USDA informa nova venda de soja para China e total na semana passa de 1 mi de t

O USDA (Departamento de Agricultura dos Estados Unidos) informou novas vendas de soja nesta quarta-feira (9). Foram 370 mil toneladas no total, com 238 mil toneladas para a China e 132 mil para destinos não revelados. Com esse montante, o volume na semana chega a 1,034 milhão de toneladas de soja, com a nação asiática como principal destino.
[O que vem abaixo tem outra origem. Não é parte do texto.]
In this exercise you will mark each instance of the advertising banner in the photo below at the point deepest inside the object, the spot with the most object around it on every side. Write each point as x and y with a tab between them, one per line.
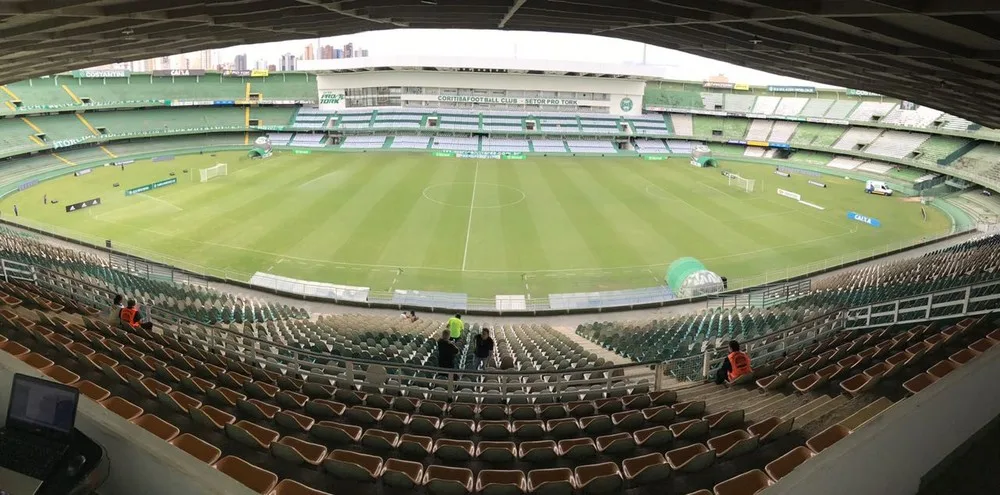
861	92
149	187
791	89
179	72
789	194
97	73
863	219
83	205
Como explica a Agrinvest Commodities, "o USDA já reportou, no acumulado desde julho, 8,5 milhões de toneladas de vendas de soja para a China e 9,1 milhões de toneladas de milho". A necessidade do país é grande e continua crescendo, motivada principalmente pela recomposição dos planteis chineses, passado o momento mais severo de pico da Peste Suína Africana.
PERDAS PELO CLIMA
Ao lado do consumo maior, há ainda preocupações entre os produtores chineses com o clima e as perspectivas de que a colheita de milho seja insuficiente para atender à demanda crescente. Chuvas intensas chegaram a importantes regiões produtoras provocaram danos bastante severos e perdas irreversíveis, especialmente nas províncias mais a Nordeste do país.
"Não há nada que possamos fazer. A chuva chegou no momento errado. Ela deveria ter caído 40 dias mais cedo, quando as lavouras precisavam mais", lamenta o produtor chinês Jiang Zhiyou, da província de Heilongjiang, em uma entrevista à Bloomberg.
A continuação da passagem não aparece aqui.